Auto stocks gain on lower fuel prices; Maruti, Ashok Ley, M&M earn up to 5%


Shares of automakers traded up as much as 5% on BSE in Monday’s trading after the Union government cut excise duties on petrol and diesel by Rs 8/ liter and Rs 6/litre, respectively. The government also reduced import duties on key raw materials such as steel and plastics, while it increased export duties on iron ore and other steel intermediates.

At 10:47 a.m.; the S&P BSE Auto index, the best performing sector index, rose 2.3%, compared to 0.52% for the S&P BSE Sensex index. Among individual stocks, Ashok Leyland and Maruti Suzuki (India) rose 5% and 4% respectively. Others like Mahindra & Mahindra, TVS Motor and Hero MotoCorp rose 3%, while Tata Motors and Eicher Motors rose 2% and 1%, respectively.



That aside, analysts believe lower fuel prices would benefit the two-wheeler (2W) and utility vehicle (CV) segment.

“The reduction in fuel prices would particularly benefit the 2W segment where customers have been negatively impacted by persistent TCO inflation over the past three years. In addition, this reduction would benefit the CV segment, as the profitability of Fleet operators had increased under pressure in the recent past, driven by an increase of around 9% in diesel prices since the start of April 2022, brokerage firm Motilal Oswal Financial Services said.

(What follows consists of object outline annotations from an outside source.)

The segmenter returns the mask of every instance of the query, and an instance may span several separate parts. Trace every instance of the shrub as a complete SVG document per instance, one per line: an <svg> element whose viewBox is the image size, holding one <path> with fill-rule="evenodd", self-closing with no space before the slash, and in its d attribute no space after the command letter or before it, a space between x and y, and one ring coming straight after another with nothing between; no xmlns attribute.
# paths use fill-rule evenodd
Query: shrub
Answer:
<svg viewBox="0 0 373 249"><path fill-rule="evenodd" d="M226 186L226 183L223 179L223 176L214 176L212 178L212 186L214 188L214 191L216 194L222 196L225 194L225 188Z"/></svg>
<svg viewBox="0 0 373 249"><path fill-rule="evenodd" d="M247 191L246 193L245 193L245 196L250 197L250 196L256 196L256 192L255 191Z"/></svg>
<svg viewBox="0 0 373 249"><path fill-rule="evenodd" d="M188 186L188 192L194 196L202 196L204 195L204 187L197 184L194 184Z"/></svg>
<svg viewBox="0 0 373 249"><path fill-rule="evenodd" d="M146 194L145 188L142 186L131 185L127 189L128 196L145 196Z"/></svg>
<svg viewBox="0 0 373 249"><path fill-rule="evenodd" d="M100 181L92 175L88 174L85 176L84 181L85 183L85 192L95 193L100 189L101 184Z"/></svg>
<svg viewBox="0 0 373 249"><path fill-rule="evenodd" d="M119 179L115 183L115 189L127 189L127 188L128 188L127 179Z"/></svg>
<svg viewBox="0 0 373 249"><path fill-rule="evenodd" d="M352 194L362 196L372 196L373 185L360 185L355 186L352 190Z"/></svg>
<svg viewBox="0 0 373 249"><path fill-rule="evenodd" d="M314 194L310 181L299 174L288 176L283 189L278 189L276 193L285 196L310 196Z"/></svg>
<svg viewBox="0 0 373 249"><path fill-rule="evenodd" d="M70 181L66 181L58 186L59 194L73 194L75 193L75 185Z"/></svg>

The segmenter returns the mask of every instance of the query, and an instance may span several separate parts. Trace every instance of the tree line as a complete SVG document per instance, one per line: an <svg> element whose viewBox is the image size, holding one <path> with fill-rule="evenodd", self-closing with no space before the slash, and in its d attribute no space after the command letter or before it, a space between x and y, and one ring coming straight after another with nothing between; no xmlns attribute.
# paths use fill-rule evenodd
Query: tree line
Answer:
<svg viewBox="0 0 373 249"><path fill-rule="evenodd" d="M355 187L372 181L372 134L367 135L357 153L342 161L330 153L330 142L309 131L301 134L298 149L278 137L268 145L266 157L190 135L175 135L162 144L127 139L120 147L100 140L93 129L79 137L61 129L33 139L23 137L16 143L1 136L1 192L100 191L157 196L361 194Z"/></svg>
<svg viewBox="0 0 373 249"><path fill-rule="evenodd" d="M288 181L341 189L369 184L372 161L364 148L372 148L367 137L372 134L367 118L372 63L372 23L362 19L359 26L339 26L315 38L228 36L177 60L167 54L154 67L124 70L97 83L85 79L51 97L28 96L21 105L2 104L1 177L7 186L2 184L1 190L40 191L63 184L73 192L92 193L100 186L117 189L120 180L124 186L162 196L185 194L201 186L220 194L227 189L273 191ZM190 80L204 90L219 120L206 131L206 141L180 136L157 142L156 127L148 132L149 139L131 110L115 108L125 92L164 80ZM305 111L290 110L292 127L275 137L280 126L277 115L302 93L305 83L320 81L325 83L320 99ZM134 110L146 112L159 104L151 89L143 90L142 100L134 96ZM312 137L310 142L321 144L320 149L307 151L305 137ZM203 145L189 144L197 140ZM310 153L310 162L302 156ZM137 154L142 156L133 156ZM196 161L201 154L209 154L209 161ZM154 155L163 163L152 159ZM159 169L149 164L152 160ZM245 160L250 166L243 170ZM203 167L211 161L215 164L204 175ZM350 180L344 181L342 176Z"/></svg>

Moreover, ICICI Securities analysts are also optimistic about lower fuel retail prices. They forecast that the automotive sector will benefit from both the demand and the cost outlook. “From a demand perspective, lower retail fuel prices will help boost auto sales, especially in the 2-W category, where demand is more elastic to fuel prices. Fuel prices also help lower operating costs, especially in terms of lower logistics costs,” the brokerage said.

In addition, analysts also believe that the increase in government export duties on steel and plastic bodes well for the automotive sector due to high commodity inflation. “The measures announced should in particular help offset the steel price increases, which are expected in the first half of FY23,” said analysts at Motilal Oswal Financial Services.

Additionally, ICICI Securities analysts also believe that lower metal prices, particularly steel, will help control raw material costs for the sector, with the beneficiaries being tractors, CVs, 4-wheelers and 2-W spaces.